Right.  I mean, I could write a C++-specific function that searches
all of the namespaces in scope other than the global namespace, in
which case it could fit right before step 1, but it wouldn't be
natural to do so.  And steps 1,2,3 are fairly intertwined.  For
example, steps 2 and 3 really should be thought of as a single step
"look up a global variable", where the symtab/psymtab issue is an
internal matter for the data structures to deal with.  And, in C++,
you can't separate out step 1 from steps 2/3: you have to do them all
for each namespace in scope, so you can't provide a hook for step 1
and another hook for steps 2/3.

So that's why I want to replace steps 1-3 as a whole on a per-language
basis: the breakdown of the algorithm in those steps depends on the
language involved (as well as on the particular data structures being
used).

> (even 1.2.3. are actually C specific, so we will probably end up w/o
> a default search algorithm, don't know)

I figure that that we can let the various fallback languages (unknown,
minimal, asm, whatever they're called) default to the C lookup
mechanism.

> Hmm, thinking out loud.
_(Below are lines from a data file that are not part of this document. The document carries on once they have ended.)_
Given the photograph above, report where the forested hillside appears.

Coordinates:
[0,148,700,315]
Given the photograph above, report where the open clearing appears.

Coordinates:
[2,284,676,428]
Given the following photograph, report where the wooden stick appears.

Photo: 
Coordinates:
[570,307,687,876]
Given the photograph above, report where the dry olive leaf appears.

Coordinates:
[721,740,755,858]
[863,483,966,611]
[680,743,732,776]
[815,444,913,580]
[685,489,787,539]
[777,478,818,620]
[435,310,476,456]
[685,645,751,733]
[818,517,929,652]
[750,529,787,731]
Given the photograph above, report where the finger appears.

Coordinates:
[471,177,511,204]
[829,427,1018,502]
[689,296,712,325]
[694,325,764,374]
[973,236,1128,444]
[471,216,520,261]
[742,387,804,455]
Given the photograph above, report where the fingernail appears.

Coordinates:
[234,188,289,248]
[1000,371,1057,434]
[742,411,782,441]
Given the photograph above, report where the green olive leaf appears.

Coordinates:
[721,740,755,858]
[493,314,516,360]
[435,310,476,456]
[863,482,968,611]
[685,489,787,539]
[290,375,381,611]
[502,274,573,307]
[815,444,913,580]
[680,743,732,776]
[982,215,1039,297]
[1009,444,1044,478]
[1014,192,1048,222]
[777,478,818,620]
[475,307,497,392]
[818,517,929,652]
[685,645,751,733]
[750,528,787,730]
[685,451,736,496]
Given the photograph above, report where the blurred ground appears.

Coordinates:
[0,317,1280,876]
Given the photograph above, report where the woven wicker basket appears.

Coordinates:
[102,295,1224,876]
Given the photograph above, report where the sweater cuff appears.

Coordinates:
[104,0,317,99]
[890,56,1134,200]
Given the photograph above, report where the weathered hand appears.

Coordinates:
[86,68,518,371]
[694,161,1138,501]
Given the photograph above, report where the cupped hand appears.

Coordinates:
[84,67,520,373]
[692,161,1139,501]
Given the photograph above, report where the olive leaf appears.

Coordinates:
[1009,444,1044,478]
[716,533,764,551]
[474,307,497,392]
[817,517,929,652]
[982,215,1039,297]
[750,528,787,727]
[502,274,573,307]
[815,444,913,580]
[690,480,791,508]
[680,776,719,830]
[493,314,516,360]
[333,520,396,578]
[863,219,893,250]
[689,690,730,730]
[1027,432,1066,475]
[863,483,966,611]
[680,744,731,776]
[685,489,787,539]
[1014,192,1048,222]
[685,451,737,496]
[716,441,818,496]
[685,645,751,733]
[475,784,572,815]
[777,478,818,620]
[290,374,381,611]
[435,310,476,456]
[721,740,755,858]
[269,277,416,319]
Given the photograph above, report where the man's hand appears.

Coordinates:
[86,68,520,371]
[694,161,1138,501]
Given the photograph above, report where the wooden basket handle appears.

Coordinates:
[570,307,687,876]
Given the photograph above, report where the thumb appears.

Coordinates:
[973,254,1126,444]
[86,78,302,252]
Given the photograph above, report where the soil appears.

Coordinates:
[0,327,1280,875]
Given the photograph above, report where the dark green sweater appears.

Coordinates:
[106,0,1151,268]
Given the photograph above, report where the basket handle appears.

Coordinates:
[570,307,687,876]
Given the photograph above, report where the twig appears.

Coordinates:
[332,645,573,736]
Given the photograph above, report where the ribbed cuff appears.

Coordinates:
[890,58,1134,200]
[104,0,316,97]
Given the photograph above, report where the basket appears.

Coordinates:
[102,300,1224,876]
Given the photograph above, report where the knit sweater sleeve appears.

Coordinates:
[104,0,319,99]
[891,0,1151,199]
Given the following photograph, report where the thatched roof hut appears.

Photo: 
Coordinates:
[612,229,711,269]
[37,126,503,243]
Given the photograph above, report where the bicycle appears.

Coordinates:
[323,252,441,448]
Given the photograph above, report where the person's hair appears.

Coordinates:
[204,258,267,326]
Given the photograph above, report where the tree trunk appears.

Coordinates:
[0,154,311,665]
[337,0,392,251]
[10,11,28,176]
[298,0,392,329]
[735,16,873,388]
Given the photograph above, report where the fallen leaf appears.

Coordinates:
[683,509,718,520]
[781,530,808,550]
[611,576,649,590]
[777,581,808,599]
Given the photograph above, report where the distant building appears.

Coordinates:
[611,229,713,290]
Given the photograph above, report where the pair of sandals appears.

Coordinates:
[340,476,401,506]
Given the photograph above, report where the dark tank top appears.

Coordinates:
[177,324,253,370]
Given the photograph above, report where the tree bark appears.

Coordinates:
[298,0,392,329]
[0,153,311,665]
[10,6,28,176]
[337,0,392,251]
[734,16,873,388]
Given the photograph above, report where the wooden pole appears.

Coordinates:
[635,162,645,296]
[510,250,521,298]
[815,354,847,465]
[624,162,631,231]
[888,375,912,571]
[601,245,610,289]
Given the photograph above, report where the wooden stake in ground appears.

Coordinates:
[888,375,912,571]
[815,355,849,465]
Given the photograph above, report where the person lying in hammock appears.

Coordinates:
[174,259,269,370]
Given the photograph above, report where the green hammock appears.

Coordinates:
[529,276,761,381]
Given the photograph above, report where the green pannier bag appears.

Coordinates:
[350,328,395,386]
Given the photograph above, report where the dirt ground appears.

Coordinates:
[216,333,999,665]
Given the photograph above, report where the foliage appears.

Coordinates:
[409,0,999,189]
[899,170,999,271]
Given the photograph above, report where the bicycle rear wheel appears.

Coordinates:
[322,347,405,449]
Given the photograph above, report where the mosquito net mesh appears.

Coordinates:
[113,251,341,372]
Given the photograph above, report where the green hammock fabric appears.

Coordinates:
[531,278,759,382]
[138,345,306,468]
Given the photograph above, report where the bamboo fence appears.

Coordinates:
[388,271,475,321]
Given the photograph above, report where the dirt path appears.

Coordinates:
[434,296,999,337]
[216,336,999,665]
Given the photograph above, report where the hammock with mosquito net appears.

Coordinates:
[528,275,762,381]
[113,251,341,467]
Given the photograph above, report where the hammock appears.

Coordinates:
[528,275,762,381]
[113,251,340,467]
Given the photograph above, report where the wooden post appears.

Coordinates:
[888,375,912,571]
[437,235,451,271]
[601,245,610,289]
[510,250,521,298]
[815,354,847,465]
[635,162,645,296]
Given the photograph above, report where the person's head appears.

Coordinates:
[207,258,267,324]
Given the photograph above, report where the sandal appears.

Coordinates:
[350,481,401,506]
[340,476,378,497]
What about 'set language blah'? Should this
> honor that?

Ah.  Right.  I hadn't looked at language.h too much when I sent my
last message, but now I see that GDB has a notion of the current
language.  So I guess we should use that instead of trying to get
information from the current block somehow?

>> If this sounds good, I'll get to work on it; it should be easy
>> enough to do, I think.  I have a pretty good idea of what functions
>> symtab.c will want to export to make life easier for other
>> languages.

> I think it's an ok plan. I think some Ada person should chime in as
> well to see if we can resolve the duplication of code in ada-lang.c,
> or at least understand what they need out of the symbol table.

Ada is weird, likes to do things its own way (it apparently handles
(de)mangled names in a completely different way from C++), and doesn't
even compile right now.  If some Ada person wants to speak up and talk
about what Ada needs for language lookup, that would be great, but
otherwise I'm not going to worry about it.